Gardez à l'esprit l'impact que votre politique de prix en ligne aura sur vos partenaires d'affaires, poursuit M. Fontaine. « Si vous êtes un fabricant qui vendez vos produits chez d'autres détaillants, il est mal vu de concurrencer votre réseau de distribution avec des prix inférieurs aux leurs. Le détaillant qui fait l'effort de mettre en valeur vos produits se trouvera dans une situation fâcheuse si ses clients rouspètent parce que l'article est plus cher chez lui qu'en ligne. »

Une fois ces considérations prises en compte, il reste à voir la plateforme qui convient le mieux à votre modèle d'affaires. Parmi les marchés disponibles, on compte Amazon (la plus achalandée), Walmart (qui développe une offre concurrente), eBay (moins populaire, mais toujours pertinente dans certains cas particuliers), et Etsy (davantage pour les artisans et ceux qui vendent des produits à temps partiel). « En théorie, je conseillerais d'avoir sa propre boutique, d'être présent sur les médiaux sociaux et d'être sur au moins une place de marché, énumère M. Fontaine. Mais, je comprends qu'on ne peut pas nécessairement tout faire. »

Les pour et les contre

Être sur Amazon présente ses avantages et ses inconvénients, juge David Grégoire, président de Monsieur eCommerce. D'un côté, la taille du réseau vous donne accès à de nouveaux clients potentiels, qui fréquentent régulièrement Amazon. À condition que votre produit ne soit pas noyé dans le moteur de recherche du géant du Web. De l'autre, vous perdez toutefois le contrôle de vos relations avec les clients. « Le client appartient à Amazon, il ne vous appartient pas. Vous ne pouvez pas faire de marketing pour qu'il achète à nouveau ou pour que sa commande soit plus grosse. »

Ce manque de contrôle fait de vous un « vendeur jetable », prévient M. Fontaine. « La plateforme, que ce soit Amazon ou Walmart, aura accès à toutes les données sur vos ventes. Si elles voient que vos ventes vont bien pour un produit que vous distribuez, mais ne fabriquez pas, elles auront le loisir d'appeler directement le fabricant et de vous concurrencer. Vous leur transmettez donc gratuitement des données. En fait, ce n'est même pas "gratuit" puisque vous payez pour être sur la plateforme. »

Avoir votre boutique en ligne vous donnera un plus grand contrôle, mais cela exigera d'importantes dépenses en marketing pour amener les gens vers votre site. « Le trafic ne va pas arriver du jour au lendemain, par hasard, commente Jean-Simon Boivin, directeur de compte pour l'agence numérique Reptile. Ça nécessite du temps pour être bien référencé sur Google, mais c'est sûr que ça demandera des investissements. »

Combien ça coûte ?

Désormais, créer sa propre boutique en ligne est devenu relativement simple et abordable, selon nos trois experts. Des entreprises comme Shopify, Panier d'achat ou Lightspeed, notamment, peuvent vous permettre de créer un site pour un montant allant de 30 $ à quelques centaines de dollars.

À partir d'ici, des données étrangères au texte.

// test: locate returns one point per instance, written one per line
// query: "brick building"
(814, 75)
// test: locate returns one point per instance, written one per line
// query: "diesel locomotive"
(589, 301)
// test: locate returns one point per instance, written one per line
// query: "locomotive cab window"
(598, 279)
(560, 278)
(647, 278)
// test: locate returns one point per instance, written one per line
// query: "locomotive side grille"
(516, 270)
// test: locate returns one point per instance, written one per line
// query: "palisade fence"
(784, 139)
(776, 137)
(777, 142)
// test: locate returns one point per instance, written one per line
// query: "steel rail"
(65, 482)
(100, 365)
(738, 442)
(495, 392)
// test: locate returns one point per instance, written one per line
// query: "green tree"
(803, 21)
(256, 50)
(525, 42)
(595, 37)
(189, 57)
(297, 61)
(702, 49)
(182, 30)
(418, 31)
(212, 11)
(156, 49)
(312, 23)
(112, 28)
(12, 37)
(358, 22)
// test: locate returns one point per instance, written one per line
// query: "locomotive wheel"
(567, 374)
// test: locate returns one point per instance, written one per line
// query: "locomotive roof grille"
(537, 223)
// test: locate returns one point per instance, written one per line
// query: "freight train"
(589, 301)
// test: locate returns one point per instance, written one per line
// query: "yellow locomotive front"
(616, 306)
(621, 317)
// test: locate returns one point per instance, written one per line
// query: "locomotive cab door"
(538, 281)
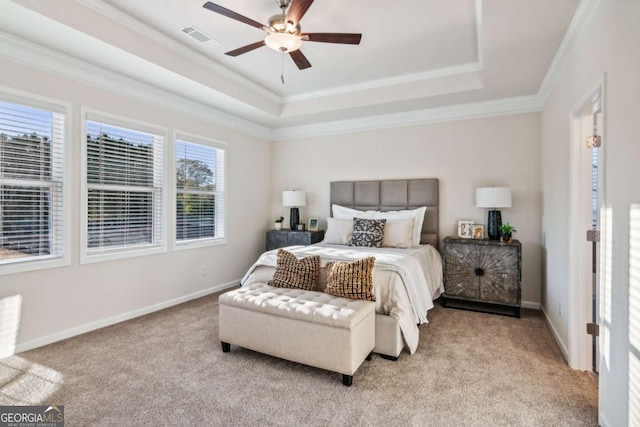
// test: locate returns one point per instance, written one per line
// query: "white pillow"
(342, 212)
(398, 233)
(416, 214)
(339, 231)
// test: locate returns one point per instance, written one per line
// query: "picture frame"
(465, 229)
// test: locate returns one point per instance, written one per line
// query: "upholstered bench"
(309, 327)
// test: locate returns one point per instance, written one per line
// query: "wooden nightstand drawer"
(282, 238)
(483, 271)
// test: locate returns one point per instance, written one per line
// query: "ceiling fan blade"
(301, 61)
(297, 9)
(342, 38)
(231, 14)
(245, 49)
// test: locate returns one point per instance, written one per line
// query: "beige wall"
(497, 151)
(61, 301)
(611, 47)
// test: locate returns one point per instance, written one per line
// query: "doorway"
(587, 199)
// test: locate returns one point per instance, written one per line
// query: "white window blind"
(200, 192)
(31, 183)
(124, 188)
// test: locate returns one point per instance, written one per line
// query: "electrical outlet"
(559, 308)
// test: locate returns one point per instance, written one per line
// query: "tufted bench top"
(311, 306)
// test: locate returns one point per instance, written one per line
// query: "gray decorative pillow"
(367, 232)
(295, 273)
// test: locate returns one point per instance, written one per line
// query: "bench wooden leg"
(347, 380)
(385, 356)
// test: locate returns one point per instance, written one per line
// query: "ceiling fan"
(283, 31)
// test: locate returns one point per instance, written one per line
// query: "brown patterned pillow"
(351, 279)
(295, 273)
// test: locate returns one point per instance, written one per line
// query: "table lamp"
(294, 198)
(493, 198)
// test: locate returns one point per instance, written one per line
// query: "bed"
(406, 279)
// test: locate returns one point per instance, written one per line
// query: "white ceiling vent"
(199, 35)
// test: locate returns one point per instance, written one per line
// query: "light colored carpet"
(167, 368)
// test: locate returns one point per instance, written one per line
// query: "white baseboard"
(556, 335)
(78, 330)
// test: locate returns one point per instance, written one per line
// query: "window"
(123, 182)
(31, 186)
(200, 192)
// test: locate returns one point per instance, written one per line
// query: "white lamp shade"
(493, 197)
(294, 198)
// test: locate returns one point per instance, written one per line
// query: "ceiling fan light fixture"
(283, 42)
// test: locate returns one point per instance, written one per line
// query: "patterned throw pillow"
(295, 273)
(351, 279)
(367, 232)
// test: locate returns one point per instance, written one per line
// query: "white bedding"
(406, 281)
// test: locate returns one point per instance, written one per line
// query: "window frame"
(63, 108)
(179, 245)
(87, 255)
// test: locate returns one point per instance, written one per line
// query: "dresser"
(281, 238)
(482, 275)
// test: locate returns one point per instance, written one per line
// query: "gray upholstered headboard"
(392, 195)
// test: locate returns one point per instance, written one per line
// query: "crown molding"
(144, 29)
(516, 105)
(52, 61)
(586, 14)
(385, 83)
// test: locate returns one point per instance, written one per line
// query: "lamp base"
(294, 219)
(493, 224)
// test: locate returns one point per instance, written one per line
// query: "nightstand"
(482, 275)
(281, 238)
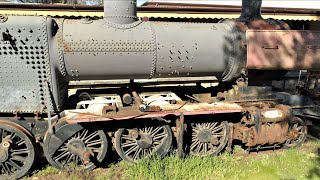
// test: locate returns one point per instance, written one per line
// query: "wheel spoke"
(133, 148)
(151, 140)
(159, 136)
(202, 134)
(95, 142)
(91, 136)
(61, 155)
(20, 151)
(129, 144)
(155, 131)
(13, 164)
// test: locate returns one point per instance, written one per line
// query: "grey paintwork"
(120, 11)
(25, 64)
(97, 50)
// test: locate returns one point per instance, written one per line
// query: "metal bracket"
(180, 127)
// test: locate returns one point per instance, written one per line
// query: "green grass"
(303, 163)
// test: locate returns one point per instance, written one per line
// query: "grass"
(302, 163)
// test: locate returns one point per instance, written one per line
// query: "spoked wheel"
(297, 133)
(72, 144)
(135, 144)
(17, 151)
(208, 138)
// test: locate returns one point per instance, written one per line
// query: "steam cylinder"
(100, 50)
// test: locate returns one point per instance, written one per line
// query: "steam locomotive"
(41, 55)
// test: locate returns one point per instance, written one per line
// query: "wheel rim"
(82, 147)
(297, 133)
(208, 138)
(135, 144)
(17, 151)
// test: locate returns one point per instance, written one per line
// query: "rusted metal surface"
(158, 11)
(82, 115)
(157, 6)
(266, 134)
(179, 132)
(287, 50)
(264, 126)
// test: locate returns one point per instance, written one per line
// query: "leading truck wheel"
(72, 144)
(135, 144)
(17, 151)
(208, 138)
(297, 133)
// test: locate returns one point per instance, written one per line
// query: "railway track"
(159, 10)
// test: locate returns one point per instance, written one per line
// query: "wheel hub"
(4, 155)
(145, 141)
(205, 136)
(76, 146)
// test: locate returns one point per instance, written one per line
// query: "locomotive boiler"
(41, 55)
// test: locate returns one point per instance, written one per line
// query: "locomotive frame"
(39, 59)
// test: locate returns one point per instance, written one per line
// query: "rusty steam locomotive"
(39, 56)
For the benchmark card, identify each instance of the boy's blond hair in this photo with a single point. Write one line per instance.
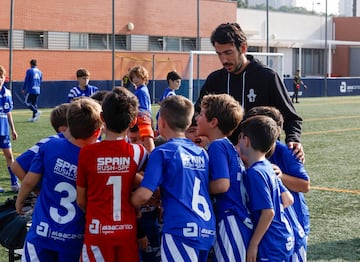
(83, 118)
(177, 111)
(2, 70)
(58, 116)
(225, 109)
(140, 72)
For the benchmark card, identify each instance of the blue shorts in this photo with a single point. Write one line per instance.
(173, 249)
(32, 252)
(5, 142)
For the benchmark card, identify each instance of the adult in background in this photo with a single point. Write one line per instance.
(297, 84)
(250, 82)
(83, 88)
(31, 89)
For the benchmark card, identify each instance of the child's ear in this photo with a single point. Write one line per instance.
(214, 122)
(132, 123)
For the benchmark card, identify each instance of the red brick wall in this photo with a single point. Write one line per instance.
(160, 17)
(340, 57)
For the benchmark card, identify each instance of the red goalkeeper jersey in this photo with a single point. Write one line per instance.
(107, 171)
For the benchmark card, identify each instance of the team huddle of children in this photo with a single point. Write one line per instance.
(216, 201)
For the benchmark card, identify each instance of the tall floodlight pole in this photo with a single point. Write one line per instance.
(325, 51)
(10, 42)
(197, 48)
(267, 31)
(113, 45)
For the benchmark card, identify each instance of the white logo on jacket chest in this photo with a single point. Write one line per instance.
(251, 96)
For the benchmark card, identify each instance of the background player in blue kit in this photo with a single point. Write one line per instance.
(57, 229)
(292, 173)
(6, 121)
(180, 169)
(174, 81)
(219, 116)
(273, 238)
(31, 89)
(139, 76)
(83, 88)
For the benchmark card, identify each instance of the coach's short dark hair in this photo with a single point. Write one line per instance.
(228, 33)
(33, 62)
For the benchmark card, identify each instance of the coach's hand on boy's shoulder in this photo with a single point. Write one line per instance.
(145, 124)
(298, 150)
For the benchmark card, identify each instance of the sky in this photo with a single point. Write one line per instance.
(319, 5)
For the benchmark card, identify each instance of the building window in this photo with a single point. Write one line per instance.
(98, 41)
(254, 49)
(4, 39)
(188, 44)
(312, 61)
(35, 39)
(120, 42)
(78, 41)
(172, 44)
(156, 43)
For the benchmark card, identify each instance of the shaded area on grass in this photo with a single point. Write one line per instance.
(344, 250)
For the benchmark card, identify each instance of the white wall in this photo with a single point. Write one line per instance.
(286, 31)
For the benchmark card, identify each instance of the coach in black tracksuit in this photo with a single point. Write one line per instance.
(249, 82)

Évidemment, il existe des options plus coûteuses utilisées par les grandes organisations, qui peuvent coûter des dizaines de milliers de dollars. La bonne nouvelle, c'est que vous n'avez pas à être gêné de prendre l'option la moins coûteuse, assure M. Grégoire. « La réalité, c'est que les sites des grands acteurs ne sont pas si en avance lorsqu'on regarde les fonctionnalités sur leurs sites. Ils ne sont pas nécessairement en avance sur les petits acteurs, mais les petites entreprises seront beaucoup plus agiles. Mieux vaut partir petit et rester agile. »

Sur Amazon, le principe est relativement le même. Le coût d'ouverture d'un compte est relativement modeste (30 $ par mois pour un forfait professionnel). La plus grande partie du coût viendra après, soit les divers frais et redevances demandés par Amazon, selon votre forfait. Il faudra donc vous assurer que vos marges sont suffisamment élevées pour encaisser ces coûts et demeurer rentables.